Answering Anderson, Tory MP Sir Gerald Howarth accused him of ‘seeking both to justify and to romanticise mob rule and violence and intimidation’.

Howarth added that in 1975 he called ‘for the jail sentences of Tomlinson and Warren to be maintained’.

He said that Labour MPs at the next election ‘need to make it clear that they renounce the kind of practices that prevailed in the 1970s and 1980s’.

He added: ‘This was in the day of the flying pickets…People would go around the country supporting…intimidation, even though they themselves had absolutely nothing to do with the strike.’

Labour MP Jim Fitzpatrick interjected: ‘The motion calls for the publication of papers…surely we can agree on transparency…?’

Howarth proceeded that Anderson was talking about the conditions that prevailed at the time’ and complained that these included ‘nearly 11 million days’ lost due to strikes.

Accusing trade union leaders of ‘pursuing political agendas’, he went on to say ‘Britain was the sick man of Europe in the 1970s’ because of ‘trade union activity’, and that Thatcher had restored ‘trade unions back to their members’.

Frustrated Labour MP Mark Tami interjected: ‘This history lesson is very interesting…but for the third time, does he believe that the papers should be published – yes or no?’

But Howarth continued: ‘In my own time,’ adding that, in the cases of Warren and Tomlinson, ‘it is very important to put some of the facts on the record’.

He said that the trial judge, Justice Mace, had claimed that they had taken ‘part in violence and encouraged violence’.

Accused by Labour MP Jim Sheridan of filibustering, he was told by the deputy speaker to ‘come to the point soon’.

Howarth said that the issues surrounding the cases make it ‘highly relevant to question whether the papers should be revealed’.

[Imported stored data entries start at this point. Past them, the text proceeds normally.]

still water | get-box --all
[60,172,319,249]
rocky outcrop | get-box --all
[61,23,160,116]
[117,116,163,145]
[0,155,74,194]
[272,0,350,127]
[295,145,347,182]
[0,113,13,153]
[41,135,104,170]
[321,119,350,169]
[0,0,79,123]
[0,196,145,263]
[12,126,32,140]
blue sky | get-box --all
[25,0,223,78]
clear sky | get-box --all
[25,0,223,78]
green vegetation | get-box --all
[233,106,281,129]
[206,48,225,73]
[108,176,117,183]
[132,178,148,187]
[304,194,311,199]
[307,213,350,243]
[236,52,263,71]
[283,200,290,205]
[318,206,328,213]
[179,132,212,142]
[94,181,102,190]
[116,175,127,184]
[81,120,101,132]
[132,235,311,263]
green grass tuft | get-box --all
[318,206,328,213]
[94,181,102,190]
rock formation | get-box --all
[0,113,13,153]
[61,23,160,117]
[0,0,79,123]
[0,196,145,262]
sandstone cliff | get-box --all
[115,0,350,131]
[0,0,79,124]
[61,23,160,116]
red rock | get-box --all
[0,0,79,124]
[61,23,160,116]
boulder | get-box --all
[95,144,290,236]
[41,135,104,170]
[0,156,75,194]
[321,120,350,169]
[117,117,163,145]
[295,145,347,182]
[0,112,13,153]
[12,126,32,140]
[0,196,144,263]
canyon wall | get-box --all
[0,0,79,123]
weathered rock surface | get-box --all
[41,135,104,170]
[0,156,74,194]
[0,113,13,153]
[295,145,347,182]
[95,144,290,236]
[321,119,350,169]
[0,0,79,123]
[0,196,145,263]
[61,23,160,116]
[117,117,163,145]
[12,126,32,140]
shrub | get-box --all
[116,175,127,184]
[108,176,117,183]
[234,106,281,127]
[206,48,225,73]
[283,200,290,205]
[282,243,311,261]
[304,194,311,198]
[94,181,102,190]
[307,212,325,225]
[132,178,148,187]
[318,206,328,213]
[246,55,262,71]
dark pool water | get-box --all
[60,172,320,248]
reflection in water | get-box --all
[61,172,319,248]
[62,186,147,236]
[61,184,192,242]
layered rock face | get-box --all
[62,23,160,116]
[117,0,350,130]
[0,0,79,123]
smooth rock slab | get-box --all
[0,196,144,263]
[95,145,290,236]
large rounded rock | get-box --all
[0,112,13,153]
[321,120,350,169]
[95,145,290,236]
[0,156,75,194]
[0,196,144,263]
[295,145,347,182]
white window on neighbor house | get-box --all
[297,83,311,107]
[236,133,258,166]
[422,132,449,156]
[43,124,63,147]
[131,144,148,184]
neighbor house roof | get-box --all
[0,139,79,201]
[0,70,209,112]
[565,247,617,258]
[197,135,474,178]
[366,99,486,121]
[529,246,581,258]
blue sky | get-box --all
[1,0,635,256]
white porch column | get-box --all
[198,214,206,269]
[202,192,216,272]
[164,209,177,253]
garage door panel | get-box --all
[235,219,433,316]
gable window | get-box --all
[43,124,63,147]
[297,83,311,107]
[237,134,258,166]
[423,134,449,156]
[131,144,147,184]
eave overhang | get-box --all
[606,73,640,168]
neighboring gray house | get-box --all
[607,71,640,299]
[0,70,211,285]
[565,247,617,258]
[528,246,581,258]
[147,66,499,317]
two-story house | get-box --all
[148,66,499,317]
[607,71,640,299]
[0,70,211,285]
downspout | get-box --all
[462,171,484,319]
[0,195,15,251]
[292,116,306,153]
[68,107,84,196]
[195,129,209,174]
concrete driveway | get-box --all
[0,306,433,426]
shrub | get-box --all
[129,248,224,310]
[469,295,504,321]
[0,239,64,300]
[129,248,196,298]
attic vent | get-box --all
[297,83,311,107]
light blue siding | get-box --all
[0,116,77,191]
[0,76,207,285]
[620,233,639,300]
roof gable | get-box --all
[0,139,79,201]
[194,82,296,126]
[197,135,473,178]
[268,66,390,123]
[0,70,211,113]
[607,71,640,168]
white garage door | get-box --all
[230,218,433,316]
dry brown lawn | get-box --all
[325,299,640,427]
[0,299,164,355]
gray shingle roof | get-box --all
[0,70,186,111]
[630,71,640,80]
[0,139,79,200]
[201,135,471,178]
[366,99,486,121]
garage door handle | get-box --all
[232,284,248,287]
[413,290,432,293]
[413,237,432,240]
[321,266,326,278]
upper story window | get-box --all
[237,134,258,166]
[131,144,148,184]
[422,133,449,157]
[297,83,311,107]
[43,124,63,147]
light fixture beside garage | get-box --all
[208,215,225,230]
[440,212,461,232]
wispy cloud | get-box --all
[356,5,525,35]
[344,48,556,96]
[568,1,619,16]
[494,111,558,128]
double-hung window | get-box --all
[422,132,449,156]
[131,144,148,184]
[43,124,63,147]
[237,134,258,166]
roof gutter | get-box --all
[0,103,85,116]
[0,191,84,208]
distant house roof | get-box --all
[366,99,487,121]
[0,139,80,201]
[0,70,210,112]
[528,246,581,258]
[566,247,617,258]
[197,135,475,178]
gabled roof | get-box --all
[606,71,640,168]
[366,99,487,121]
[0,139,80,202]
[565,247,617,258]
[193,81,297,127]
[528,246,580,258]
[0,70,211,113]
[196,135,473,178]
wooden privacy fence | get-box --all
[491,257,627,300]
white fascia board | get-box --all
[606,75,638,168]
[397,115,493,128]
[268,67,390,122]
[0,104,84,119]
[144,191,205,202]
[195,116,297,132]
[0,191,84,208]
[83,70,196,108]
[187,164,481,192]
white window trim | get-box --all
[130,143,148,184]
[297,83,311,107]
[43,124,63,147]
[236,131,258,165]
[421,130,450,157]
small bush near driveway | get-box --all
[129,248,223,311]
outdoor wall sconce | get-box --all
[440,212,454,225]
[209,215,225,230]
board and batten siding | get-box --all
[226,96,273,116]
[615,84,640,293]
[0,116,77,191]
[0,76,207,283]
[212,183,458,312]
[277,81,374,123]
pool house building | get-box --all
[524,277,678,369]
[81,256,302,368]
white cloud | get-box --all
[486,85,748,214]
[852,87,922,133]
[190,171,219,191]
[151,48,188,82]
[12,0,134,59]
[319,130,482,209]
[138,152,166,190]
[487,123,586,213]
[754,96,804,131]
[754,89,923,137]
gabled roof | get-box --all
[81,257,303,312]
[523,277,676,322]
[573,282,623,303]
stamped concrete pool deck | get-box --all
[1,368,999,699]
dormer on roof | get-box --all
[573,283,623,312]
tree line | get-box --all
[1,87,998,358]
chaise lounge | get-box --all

He added that the trial judge said that ‘some of you were clearly determined to strike terror’ into strike breakers, and the appeal judge said that pickets were engaged in ‘acts of personal violence’.

SDLP MP Mark Durkan interjected to point out that this was the same appeal judge (Lord Widgery) ‘on whose verdict’ Howarth ‘relied for many years in resisting the case for a new inquiry into Bloody Sunday and so on’.

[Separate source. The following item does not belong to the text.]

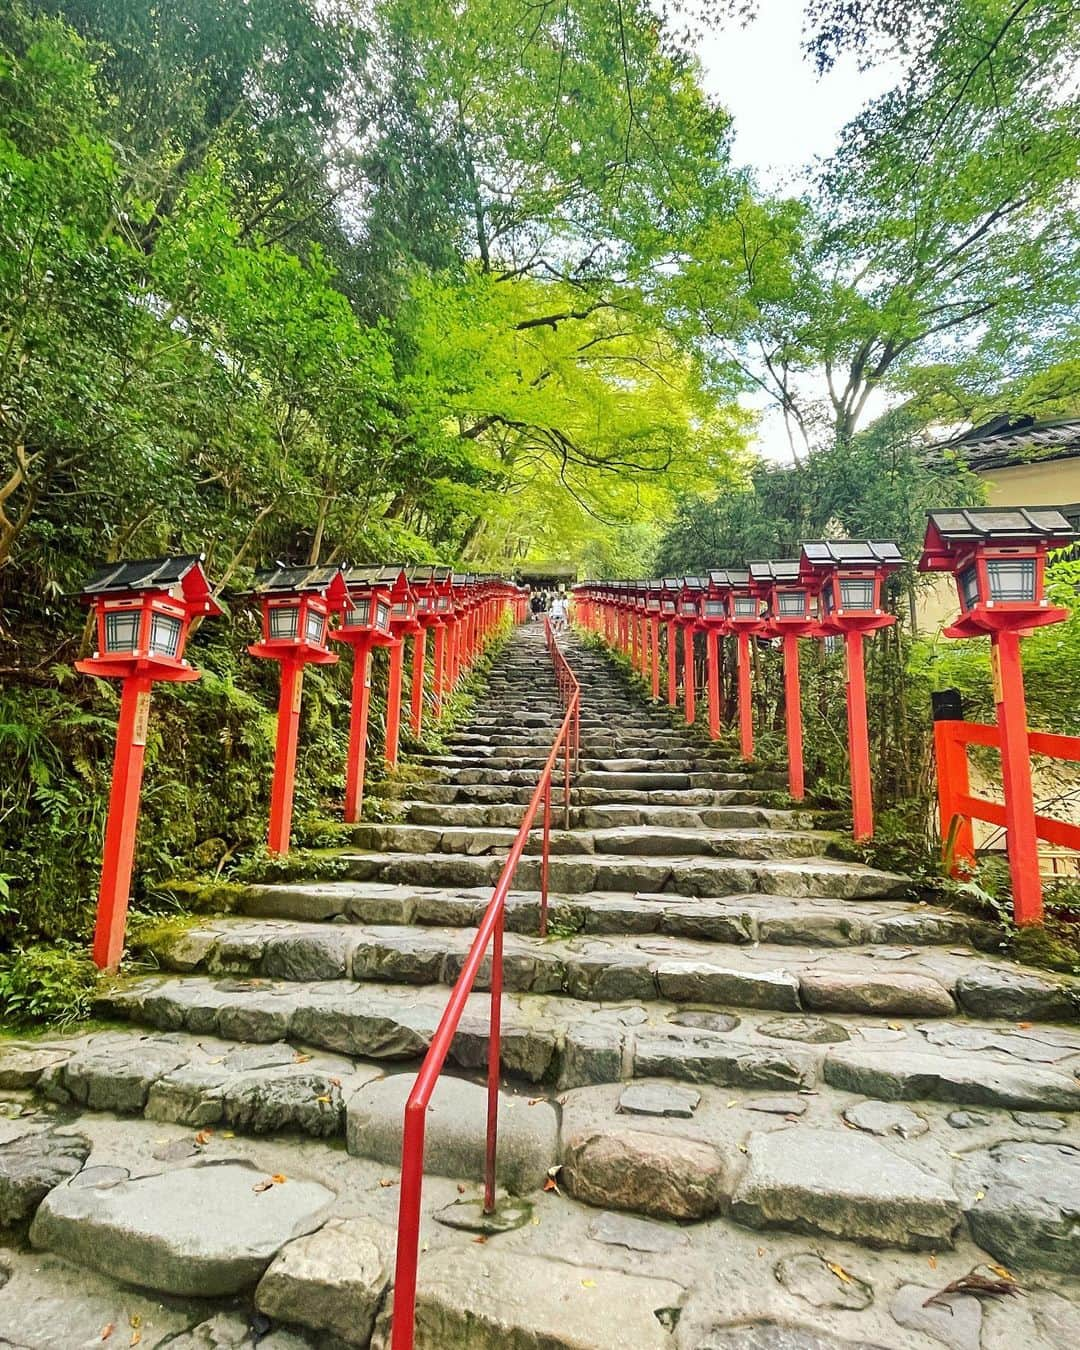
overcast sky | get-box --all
[694,0,901,181]
[689,1,904,460]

Anderson interjected to ask about the Shrewsbury pickets: ‘Why was not one person arrested on the day the event happened or was alleged to have happened but were stitched up five weeks later?’

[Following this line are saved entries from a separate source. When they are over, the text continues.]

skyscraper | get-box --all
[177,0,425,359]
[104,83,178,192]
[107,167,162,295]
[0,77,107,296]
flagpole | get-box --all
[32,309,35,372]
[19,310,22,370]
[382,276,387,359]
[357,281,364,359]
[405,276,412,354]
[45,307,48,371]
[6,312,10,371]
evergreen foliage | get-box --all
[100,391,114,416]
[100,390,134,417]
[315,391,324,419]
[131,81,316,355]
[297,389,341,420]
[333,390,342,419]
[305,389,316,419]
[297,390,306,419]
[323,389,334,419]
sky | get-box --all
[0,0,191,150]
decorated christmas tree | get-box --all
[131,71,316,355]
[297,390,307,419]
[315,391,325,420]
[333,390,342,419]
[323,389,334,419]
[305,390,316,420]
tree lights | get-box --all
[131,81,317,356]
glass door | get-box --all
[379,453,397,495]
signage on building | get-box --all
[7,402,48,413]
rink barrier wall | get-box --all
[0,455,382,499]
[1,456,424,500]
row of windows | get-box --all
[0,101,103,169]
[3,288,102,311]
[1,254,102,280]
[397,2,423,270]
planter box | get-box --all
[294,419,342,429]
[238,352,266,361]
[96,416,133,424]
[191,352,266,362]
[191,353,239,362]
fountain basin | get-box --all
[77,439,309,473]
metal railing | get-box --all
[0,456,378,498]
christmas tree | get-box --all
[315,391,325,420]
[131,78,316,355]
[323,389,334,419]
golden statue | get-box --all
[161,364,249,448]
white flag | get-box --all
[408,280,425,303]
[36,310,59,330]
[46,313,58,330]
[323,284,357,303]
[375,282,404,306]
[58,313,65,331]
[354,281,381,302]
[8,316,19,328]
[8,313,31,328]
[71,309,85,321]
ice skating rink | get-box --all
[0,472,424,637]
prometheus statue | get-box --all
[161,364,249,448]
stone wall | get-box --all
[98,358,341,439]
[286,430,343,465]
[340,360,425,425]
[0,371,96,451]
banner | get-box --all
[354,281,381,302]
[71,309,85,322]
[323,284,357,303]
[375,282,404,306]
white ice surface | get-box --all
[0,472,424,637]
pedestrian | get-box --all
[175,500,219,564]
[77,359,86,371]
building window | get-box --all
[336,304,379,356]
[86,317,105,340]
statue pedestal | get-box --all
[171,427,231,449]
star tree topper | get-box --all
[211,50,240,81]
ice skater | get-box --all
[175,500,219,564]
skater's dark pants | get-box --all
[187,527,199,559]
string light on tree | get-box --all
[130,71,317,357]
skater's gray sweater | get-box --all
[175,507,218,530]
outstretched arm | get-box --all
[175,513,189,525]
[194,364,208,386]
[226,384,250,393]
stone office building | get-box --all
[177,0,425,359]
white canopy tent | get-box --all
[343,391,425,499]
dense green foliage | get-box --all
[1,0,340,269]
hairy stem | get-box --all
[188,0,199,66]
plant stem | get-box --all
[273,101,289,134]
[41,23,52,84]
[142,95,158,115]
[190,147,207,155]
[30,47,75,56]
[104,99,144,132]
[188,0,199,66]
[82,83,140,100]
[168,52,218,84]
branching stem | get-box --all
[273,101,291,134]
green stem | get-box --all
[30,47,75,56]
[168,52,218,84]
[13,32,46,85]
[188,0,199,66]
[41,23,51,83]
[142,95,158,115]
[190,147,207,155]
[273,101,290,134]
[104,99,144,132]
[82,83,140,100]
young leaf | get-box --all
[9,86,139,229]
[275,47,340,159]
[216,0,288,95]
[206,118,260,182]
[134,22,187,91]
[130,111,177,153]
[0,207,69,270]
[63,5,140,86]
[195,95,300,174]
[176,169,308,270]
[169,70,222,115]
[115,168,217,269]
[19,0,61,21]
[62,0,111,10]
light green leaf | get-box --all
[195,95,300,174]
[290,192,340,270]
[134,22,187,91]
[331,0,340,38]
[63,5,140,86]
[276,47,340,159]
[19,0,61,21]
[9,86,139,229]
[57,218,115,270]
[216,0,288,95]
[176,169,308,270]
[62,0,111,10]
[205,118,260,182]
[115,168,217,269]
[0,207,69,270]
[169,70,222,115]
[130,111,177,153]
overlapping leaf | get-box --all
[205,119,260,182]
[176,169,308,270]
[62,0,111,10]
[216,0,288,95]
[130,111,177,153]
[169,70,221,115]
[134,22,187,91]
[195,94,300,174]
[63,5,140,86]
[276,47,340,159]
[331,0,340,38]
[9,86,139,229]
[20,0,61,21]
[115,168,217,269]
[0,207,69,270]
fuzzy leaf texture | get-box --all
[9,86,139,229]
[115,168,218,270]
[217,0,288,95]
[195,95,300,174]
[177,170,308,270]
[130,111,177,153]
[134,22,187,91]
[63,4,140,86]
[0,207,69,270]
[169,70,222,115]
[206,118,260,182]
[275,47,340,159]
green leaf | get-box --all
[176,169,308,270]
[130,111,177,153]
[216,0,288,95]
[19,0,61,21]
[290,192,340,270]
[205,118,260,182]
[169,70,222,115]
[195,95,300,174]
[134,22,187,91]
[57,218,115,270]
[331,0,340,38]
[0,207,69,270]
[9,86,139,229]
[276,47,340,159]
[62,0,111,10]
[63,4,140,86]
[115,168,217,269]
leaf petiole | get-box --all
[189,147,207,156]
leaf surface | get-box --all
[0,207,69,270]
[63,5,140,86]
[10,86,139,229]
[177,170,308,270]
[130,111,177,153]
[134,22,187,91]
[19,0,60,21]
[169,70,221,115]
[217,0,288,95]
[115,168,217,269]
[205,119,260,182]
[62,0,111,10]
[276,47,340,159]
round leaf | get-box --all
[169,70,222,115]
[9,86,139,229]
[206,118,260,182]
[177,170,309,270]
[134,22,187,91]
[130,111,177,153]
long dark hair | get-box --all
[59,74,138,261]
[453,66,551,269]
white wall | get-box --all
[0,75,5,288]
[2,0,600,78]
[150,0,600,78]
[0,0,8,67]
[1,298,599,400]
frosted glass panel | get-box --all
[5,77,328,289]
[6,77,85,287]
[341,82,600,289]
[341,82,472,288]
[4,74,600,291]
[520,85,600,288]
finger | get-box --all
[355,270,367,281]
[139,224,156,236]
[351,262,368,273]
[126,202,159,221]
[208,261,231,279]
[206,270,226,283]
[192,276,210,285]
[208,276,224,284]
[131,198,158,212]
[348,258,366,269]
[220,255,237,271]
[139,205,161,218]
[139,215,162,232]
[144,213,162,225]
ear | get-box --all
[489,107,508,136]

Howarth quoted Thatcher from her Downing Street Years memoir where she alleged trade unions intimidated members, practices ‘basically endorsed’, he said, ‘at the highest levels of the Labour Party at that time’.

Labour MP Yasmin Qureshi asked: ‘This debate is about the release of papers not released on security grounds. What has national security got to do with industrial relations?’

Howarth replied to this: ‘Robert Carr was accused of discussing with police and the security services.

‘Labour did not agree to publish them. Successive Lord Chancellors have said papers should not be released that refer to the intelligence services.’

He concluded his remarks by congratulating Thatcher for her ‘fundamental reform’ to curb the trade unions.

Labour MP Steve Rotheram replied to this: ‘24 ordinary men…were wrongly convicted on trumped up charges.’

Quoting Platt-Mills, QC, he continued: ‘The government ordered a prosecution in defiance of the advice of senior police and prosecution authorities.’

After praising ‘the remarkable persistence of the campaigners over the past four decades’, Rotheram reminded MPs: ‘Britain’s building sites were workplaces of great danger…people died daily.

‘When workers had the audacity to ask the state to take action and stop the carnage, the government of the day interfered in the business of the judiciary, resulting in the most political and corrupt criminal trial that had been seen in peacetime Britain.’